Measuring TV Program Engagement
One of the problems with measuring the viewership of television programming is that counting viewers doesn’t give advertisers or programmers any information about how engaged the viewers are with the content. Two Australian firms, PBL Media’s Nine Network and Neuro-Insight, have launched an effort dubbed PEP – program engagement power – to rectify that.
Engagement means different things to different marketers, but Neuro-Insight defines the term as, “the sense of personal relevance and involvement that an individual feels in response to a portrayed situation. High engagement is associated with increased brain activity in a number of regions including the prefrontal and orbito-frontal cortex.”

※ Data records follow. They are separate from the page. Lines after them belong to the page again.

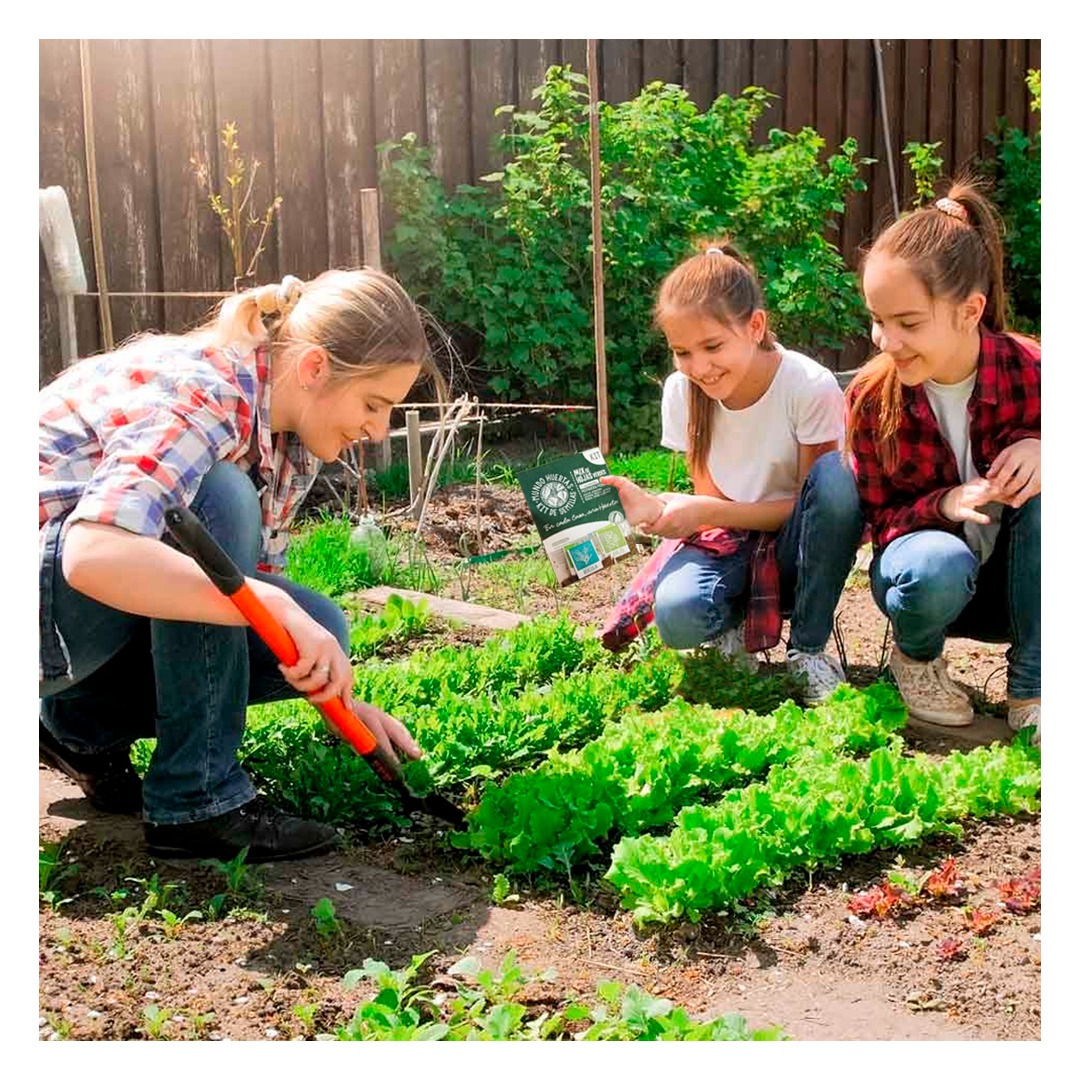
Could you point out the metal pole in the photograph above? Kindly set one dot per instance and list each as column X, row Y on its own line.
column 594, row 175
column 95, row 214
column 885, row 126
column 373, row 257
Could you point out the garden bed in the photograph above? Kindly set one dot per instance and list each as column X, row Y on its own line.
column 267, row 957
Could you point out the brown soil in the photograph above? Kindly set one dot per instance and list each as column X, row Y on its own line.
column 809, row 966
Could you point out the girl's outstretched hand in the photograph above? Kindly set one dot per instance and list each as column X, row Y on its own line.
column 642, row 508
column 1017, row 470
column 961, row 502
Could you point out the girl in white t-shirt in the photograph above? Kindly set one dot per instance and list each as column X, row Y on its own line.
column 761, row 427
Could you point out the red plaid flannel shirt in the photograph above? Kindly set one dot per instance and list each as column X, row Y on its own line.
column 1004, row 407
column 764, row 617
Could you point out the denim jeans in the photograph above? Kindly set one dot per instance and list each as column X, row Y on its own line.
column 187, row 684
column 700, row 594
column 931, row 586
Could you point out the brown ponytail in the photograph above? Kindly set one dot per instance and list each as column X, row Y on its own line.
column 954, row 247
column 719, row 282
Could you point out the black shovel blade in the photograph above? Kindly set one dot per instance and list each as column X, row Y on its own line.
column 437, row 806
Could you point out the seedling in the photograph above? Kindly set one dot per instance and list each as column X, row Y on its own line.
column 327, row 923
column 500, row 891
column 156, row 1021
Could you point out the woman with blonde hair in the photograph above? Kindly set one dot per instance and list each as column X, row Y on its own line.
column 232, row 420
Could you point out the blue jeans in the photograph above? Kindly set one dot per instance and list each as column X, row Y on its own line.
column 700, row 594
column 931, row 586
column 187, row 684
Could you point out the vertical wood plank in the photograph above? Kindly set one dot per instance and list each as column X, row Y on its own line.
column 861, row 81
column 991, row 88
column 126, row 181
column 183, row 94
column 699, row 70
column 916, row 109
column 942, row 100
column 1015, row 88
column 828, row 92
column 801, row 64
column 768, row 59
column 242, row 95
column 661, row 59
column 348, row 145
column 534, row 58
column 62, row 160
column 446, row 93
column 572, row 52
column 296, row 97
column 969, row 76
column 491, row 78
column 620, row 64
column 733, row 67
column 397, row 67
column 1035, row 64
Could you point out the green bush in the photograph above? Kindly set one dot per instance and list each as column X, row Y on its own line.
column 1016, row 173
column 508, row 267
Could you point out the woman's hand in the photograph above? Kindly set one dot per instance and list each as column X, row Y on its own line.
column 960, row 502
column 1017, row 470
column 322, row 670
column 682, row 516
column 391, row 734
column 640, row 507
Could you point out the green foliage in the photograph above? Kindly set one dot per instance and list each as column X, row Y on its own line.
column 817, row 808
column 322, row 557
column 1016, row 174
column 507, row 266
column 483, row 1004
column 399, row 621
column 655, row 470
column 926, row 167
column 644, row 767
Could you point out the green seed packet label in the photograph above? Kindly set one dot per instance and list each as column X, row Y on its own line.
column 581, row 522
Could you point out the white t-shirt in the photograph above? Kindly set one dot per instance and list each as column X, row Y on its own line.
column 754, row 454
column 949, row 403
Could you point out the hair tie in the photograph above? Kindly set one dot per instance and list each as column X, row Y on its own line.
column 952, row 207
column 281, row 298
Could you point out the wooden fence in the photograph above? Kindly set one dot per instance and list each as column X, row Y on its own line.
column 313, row 112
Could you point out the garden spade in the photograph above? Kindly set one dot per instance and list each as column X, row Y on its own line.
column 196, row 541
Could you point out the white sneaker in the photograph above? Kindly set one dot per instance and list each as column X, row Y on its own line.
column 732, row 644
column 1026, row 716
column 929, row 692
column 823, row 673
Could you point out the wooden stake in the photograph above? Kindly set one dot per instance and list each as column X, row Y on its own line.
column 373, row 257
column 105, row 314
column 415, row 460
column 594, row 175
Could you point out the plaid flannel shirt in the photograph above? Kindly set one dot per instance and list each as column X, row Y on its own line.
column 633, row 611
column 1003, row 408
column 122, row 436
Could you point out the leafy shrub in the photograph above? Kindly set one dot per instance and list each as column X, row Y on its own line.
column 508, row 266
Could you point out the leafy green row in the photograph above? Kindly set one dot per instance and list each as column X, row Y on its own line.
column 642, row 770
column 814, row 810
column 297, row 763
column 484, row 1004
column 531, row 653
column 400, row 620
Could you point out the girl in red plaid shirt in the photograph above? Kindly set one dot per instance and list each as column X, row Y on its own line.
column 231, row 420
column 944, row 433
column 773, row 523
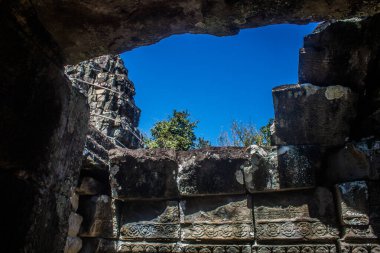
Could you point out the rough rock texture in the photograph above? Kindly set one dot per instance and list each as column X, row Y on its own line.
column 297, row 123
column 110, row 96
column 306, row 216
column 217, row 218
column 347, row 53
column 80, row 27
column 150, row 220
column 39, row 145
column 356, row 160
column 139, row 174
column 212, row 171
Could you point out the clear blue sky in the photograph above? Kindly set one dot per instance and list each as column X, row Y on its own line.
column 217, row 79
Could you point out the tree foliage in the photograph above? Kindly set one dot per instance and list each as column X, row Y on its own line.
column 176, row 133
column 246, row 134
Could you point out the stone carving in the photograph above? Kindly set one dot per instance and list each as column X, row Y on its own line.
column 143, row 174
column 296, row 122
column 217, row 218
column 295, row 216
column 296, row 248
column 359, row 248
column 150, row 220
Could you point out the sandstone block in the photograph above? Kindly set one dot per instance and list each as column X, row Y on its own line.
column 292, row 216
column 214, row 171
column 288, row 167
column 353, row 203
column 357, row 247
column 73, row 245
column 143, row 174
column 217, row 218
column 99, row 216
column 90, row 186
column 355, row 161
column 150, row 220
column 295, row 248
column 306, row 114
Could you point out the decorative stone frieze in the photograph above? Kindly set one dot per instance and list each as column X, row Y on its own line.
column 307, row 216
column 150, row 220
column 217, row 218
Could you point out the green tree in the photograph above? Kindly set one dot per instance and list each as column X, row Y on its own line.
column 246, row 134
column 177, row 132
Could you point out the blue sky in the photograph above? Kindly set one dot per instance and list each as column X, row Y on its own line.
column 217, row 79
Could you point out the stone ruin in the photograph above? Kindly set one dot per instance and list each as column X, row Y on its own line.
column 316, row 190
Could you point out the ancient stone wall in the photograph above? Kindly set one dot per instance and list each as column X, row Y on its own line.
column 315, row 191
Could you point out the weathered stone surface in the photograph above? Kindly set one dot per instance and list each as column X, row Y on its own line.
column 79, row 28
column 285, row 168
column 212, row 171
column 143, row 174
column 353, row 203
column 357, row 247
column 150, row 220
column 217, row 218
column 73, row 245
column 99, row 217
column 296, row 120
column 308, row 215
column 107, row 246
column 295, row 248
column 110, row 95
column 353, row 206
column 75, row 220
column 261, row 174
column 355, row 161
column 345, row 53
column 90, row 186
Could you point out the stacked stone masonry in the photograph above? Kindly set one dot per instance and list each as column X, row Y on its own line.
column 316, row 190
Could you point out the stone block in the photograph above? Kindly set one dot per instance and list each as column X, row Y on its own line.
column 294, row 216
column 90, row 186
column 75, row 220
column 143, row 174
column 355, row 212
column 353, row 203
column 285, row 168
column 212, row 171
column 358, row 248
column 306, row 114
column 150, row 220
column 355, row 161
column 99, row 217
column 73, row 245
column 217, row 218
column 295, row 248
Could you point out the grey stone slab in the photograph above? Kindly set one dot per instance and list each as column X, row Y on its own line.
column 285, row 168
column 292, row 216
column 213, row 171
column 99, row 217
column 150, row 220
column 307, row 114
column 143, row 174
column 217, row 218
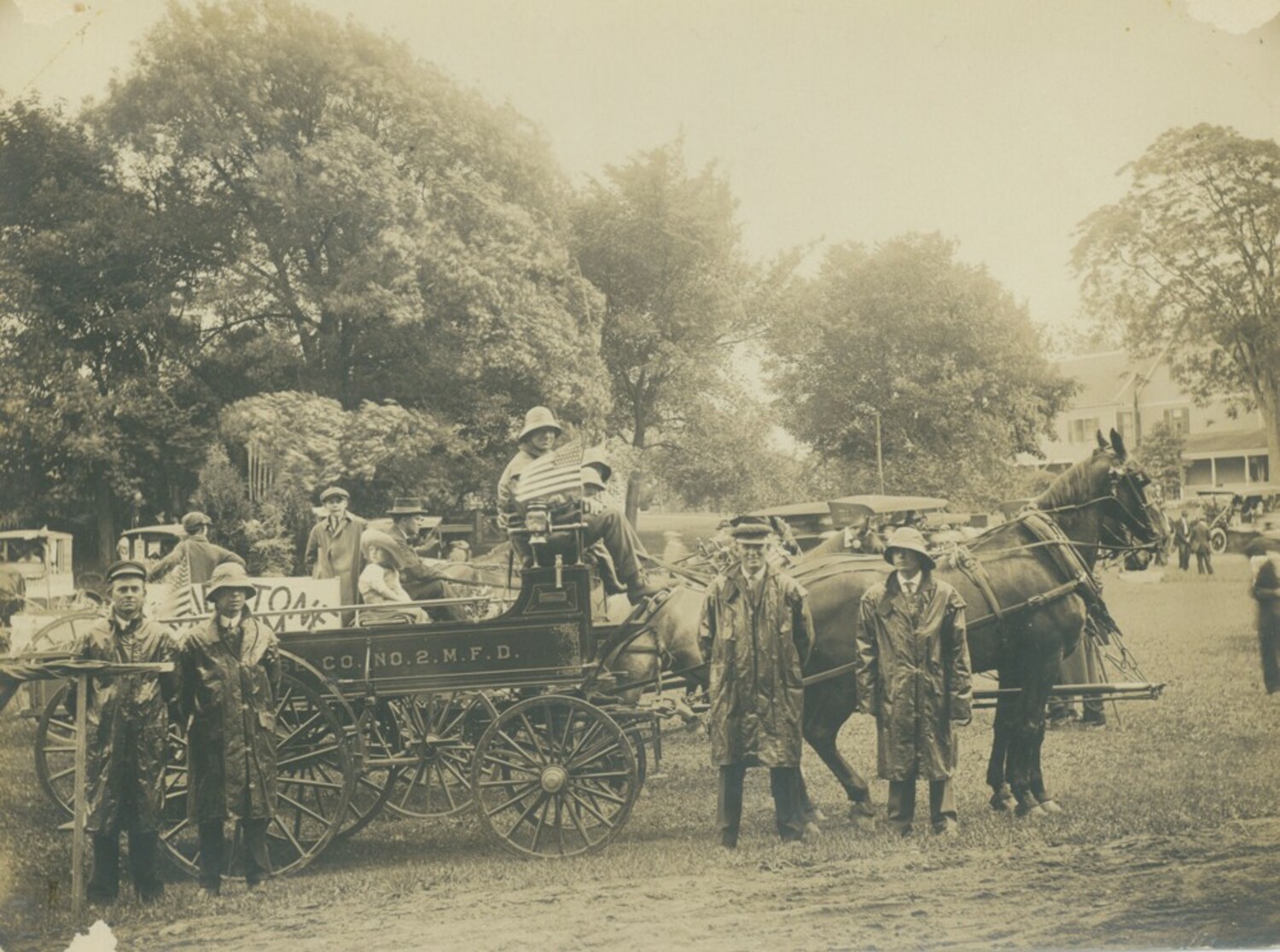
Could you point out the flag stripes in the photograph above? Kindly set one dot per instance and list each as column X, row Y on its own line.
column 552, row 473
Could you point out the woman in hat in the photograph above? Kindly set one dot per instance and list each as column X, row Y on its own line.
column 230, row 670
column 381, row 583
column 913, row 673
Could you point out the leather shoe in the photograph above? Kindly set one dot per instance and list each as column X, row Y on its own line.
column 640, row 590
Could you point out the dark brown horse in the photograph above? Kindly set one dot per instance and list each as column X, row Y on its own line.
column 1028, row 598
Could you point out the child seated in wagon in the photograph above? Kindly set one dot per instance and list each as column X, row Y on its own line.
column 381, row 583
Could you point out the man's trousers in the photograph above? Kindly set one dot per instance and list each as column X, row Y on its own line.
column 785, row 785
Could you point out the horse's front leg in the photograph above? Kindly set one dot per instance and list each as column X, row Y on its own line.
column 998, row 777
column 826, row 709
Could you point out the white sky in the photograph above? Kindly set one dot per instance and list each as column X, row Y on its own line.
column 1000, row 123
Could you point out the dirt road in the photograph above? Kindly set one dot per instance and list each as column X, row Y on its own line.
column 1218, row 888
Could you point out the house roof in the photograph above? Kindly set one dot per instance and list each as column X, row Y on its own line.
column 1236, row 442
column 1103, row 378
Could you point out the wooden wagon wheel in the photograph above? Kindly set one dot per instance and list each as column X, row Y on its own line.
column 315, row 775
column 555, row 775
column 55, row 750
column 440, row 731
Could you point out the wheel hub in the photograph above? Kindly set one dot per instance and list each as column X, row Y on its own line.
column 553, row 778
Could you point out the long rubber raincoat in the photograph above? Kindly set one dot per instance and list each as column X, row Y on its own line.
column 755, row 645
column 913, row 673
column 128, row 724
column 232, row 703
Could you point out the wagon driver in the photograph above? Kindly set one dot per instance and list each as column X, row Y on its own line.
column 202, row 557
column 128, row 726
column 911, row 667
column 230, row 673
column 333, row 547
column 755, row 630
column 603, row 522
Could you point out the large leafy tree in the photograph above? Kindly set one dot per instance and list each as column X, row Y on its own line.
column 381, row 233
column 663, row 246
column 936, row 351
column 99, row 412
column 1188, row 258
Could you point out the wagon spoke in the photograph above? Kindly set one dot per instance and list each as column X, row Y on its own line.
column 305, row 809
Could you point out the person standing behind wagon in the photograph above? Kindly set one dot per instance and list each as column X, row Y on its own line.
column 230, row 675
column 127, row 737
column 755, row 630
column 911, row 667
column 333, row 547
column 1202, row 547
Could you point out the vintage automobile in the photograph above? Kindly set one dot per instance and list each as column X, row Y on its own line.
column 150, row 543
column 44, row 560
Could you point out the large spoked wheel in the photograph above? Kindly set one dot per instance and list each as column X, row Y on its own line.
column 440, row 732
column 55, row 750
column 555, row 775
column 315, row 775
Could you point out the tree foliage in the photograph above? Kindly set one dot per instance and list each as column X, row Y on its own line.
column 378, row 232
column 663, row 245
column 99, row 411
column 937, row 350
column 1188, row 258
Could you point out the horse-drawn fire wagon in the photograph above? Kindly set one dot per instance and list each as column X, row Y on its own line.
column 516, row 717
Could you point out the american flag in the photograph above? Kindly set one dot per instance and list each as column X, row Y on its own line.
column 552, row 473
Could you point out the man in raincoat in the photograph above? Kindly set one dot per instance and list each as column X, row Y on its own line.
column 913, row 673
column 128, row 726
column 333, row 547
column 230, row 670
column 755, row 630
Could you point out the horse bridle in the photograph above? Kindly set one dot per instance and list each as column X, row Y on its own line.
column 1132, row 524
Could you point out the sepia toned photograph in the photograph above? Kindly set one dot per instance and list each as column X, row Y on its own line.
column 639, row 475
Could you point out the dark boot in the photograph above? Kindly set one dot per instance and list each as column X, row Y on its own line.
column 104, row 883
column 143, row 846
column 212, row 856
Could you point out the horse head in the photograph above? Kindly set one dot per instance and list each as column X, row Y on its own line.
column 1131, row 520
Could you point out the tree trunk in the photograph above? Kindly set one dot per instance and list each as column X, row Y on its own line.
column 105, row 525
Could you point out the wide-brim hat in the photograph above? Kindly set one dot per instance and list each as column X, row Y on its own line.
column 596, row 458
column 540, row 419
column 230, row 575
column 125, row 568
column 750, row 529
column 909, row 539
column 591, row 478
column 406, row 506
column 375, row 537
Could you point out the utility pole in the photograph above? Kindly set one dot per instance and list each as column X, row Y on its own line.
column 880, row 453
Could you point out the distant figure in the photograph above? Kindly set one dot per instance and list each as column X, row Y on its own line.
column 1202, row 548
column 1266, row 591
column 202, row 555
column 1183, row 540
column 333, row 547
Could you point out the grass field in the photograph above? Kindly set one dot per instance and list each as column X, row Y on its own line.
column 1169, row 839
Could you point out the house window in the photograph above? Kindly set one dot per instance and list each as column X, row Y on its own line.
column 1124, row 427
column 1082, row 430
column 1179, row 421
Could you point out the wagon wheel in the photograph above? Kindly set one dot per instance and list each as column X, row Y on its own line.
column 440, row 729
column 373, row 786
column 1218, row 540
column 315, row 775
column 555, row 775
column 55, row 750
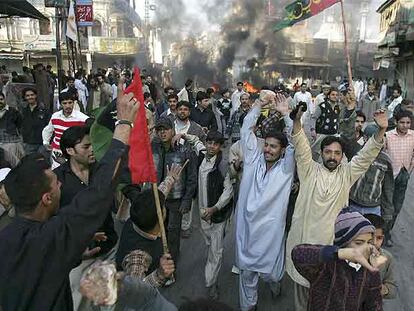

Neuro-Insight uses EEG technology, which measures brain activity with a headset and allows relatively comfortable viewing of programs, marketing materials, etc. They note that “no gel, head-shaving or metal electrodes.” Lack of head-shaving no doubt expands the potential base of subjects. The headsets do use a few “small felt sensors, soaked in a saline solution,” though.
One of the results of the initial PEP work was the finding that a show with a modest audience share, Australia’s Funniest Home Videos, scored very well for viewer engagement. Another show, targeted at a female audience, was found to have higher engagement levels with male viewers. The full article by Neil Shoebridge of The Australian Financial Review is here (subscription required).
What does engagement mean for programmers and advertisers? Programmers might well take high engagement levels as encouragement that viewers are responding and may exhibit higher loyalty to the show. Will higher engagement with the content mean better results for advertisers? That’s hard to say, although Neuro-Insight no doubt has the answer: measure engagment levels with the commercials, too.